Coupe urbaine analytique, Tristan Huguen

De l'espace public au logement, les dangers et promesses du numérique et de l'automatisation

               En 2018, 24% des émissions de CO2 mondiales étaient liées au secteur des transports, dont les trois quarts émissent par le traffic routier, soit 18% des émissions totales (https://www.planete-energies.com/ et www.statistiques.developpement-durable.gouv.fr).

Également source de nuisances sonores, d’émissions de particules fines, et consommatrice d’espace, la circulation routière est un problème majeur qui concerne l’ensemble des mégapoles. La gestion des flux était donc un des enjeux majeurs de la conception de Songdo, pour laquelle les ingénieurs et urbanistes ont souhaité développer le système de transports le plus « propre » et efficace possible, sur le papier.

 

Pour minimiser la place de la voiture en ville, l’offre de transports en commun devait être particulièrement accessible et attractive pour inciter un maximum de citoyens à les emprunter quotidiennement. Pour répondre à ces objectifs, différentes stratégies ont été mises en place :

Il n’importe que l’utilisation de la voiture à Songdo est similaire à celle de Séoul. La smart-city est en réalité traversée par de larges boulevards et carrefours, et si, la voiture parait moins présente dans l’espace public, c’est que la quasi intégralité des parkings de la ville sont en souterrains, mais non, les voitures n’ont pas disparu.

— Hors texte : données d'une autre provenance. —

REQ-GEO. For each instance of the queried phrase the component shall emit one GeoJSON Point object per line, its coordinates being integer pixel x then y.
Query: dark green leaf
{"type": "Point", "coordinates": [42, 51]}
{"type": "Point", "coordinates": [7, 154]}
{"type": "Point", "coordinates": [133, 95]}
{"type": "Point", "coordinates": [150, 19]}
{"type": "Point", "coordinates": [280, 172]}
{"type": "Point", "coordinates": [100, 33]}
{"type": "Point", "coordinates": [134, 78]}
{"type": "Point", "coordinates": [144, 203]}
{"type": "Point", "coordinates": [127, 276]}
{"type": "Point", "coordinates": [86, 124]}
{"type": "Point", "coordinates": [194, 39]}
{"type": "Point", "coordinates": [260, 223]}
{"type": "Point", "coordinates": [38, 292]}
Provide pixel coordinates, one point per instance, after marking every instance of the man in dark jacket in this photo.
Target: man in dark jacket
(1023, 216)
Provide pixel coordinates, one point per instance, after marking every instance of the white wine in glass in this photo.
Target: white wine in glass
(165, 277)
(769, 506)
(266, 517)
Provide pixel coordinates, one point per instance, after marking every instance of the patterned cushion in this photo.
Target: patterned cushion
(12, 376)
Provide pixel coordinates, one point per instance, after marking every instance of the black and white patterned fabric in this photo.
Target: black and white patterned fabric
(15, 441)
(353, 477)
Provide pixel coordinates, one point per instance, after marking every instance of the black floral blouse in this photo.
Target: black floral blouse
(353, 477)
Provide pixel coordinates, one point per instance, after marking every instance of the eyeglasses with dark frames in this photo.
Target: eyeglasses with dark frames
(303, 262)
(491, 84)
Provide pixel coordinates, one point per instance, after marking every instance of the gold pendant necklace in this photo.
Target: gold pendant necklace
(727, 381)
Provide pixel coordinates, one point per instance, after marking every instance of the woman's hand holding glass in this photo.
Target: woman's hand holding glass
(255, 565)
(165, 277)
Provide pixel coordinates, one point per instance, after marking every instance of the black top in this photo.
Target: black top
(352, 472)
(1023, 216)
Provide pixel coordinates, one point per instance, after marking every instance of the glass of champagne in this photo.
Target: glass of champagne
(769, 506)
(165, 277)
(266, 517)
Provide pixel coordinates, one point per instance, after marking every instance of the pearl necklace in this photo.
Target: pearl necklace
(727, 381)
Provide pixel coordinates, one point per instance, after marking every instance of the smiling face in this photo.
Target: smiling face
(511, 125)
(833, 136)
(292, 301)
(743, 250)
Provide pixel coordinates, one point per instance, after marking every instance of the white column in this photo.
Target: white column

L’évolution des modes de transport dépend d’une part de l’offre (qui dans le cas de Songdo ne s’est avérée ni révolutionnaire, ni particulièrement attractive), mais aussi de l’évolution des habitudes des habitants qui fluctue et évolue sur des temporalités longues.

La part de l’utilisation de la voiture plus importante à Songdo pourrait s’expliquer par les allers et retours quotidiens de salariés venant travailler dans le centre d’affaire, mais c’est également le cas pour Séoul, situé au cœur d’une aire urbaine de 25 millions d’habitants. L’heure de trajet vers le centre de Séoul (donc jusqu’à deux heures pour la périphérie Est) n’a pas convaincu les usagers d’emprunter le métro. De manière générale, ces chiffres sont à manipuler avec précaution, car le rapport du nombre de trajets total au nombre d’habitant est biaisé car de nombreuses personnes ne vivant pas dans la ville en question s’y déplacent tout de même, la donnée la plus importante est la part du type de déplacement par habitant réel. Pour Séoul, 35% des trajets sont effectués en voiture par les locaux, cette donnée n’est pas disponible pour Songdo, mais on peut estimer qu’elle est similaire.

 

Parallèlement, bien que le vélo soit jusqu’à 4 fois plus utilisé à Songdo, nous pouvons faire l’hypothèse que cette différence est principalement liée à la topographie de la ville, construite sur un polder plat, contrairement à Séoul, capitale extrêmement vallonée et coupée par des collines et petites montagnes.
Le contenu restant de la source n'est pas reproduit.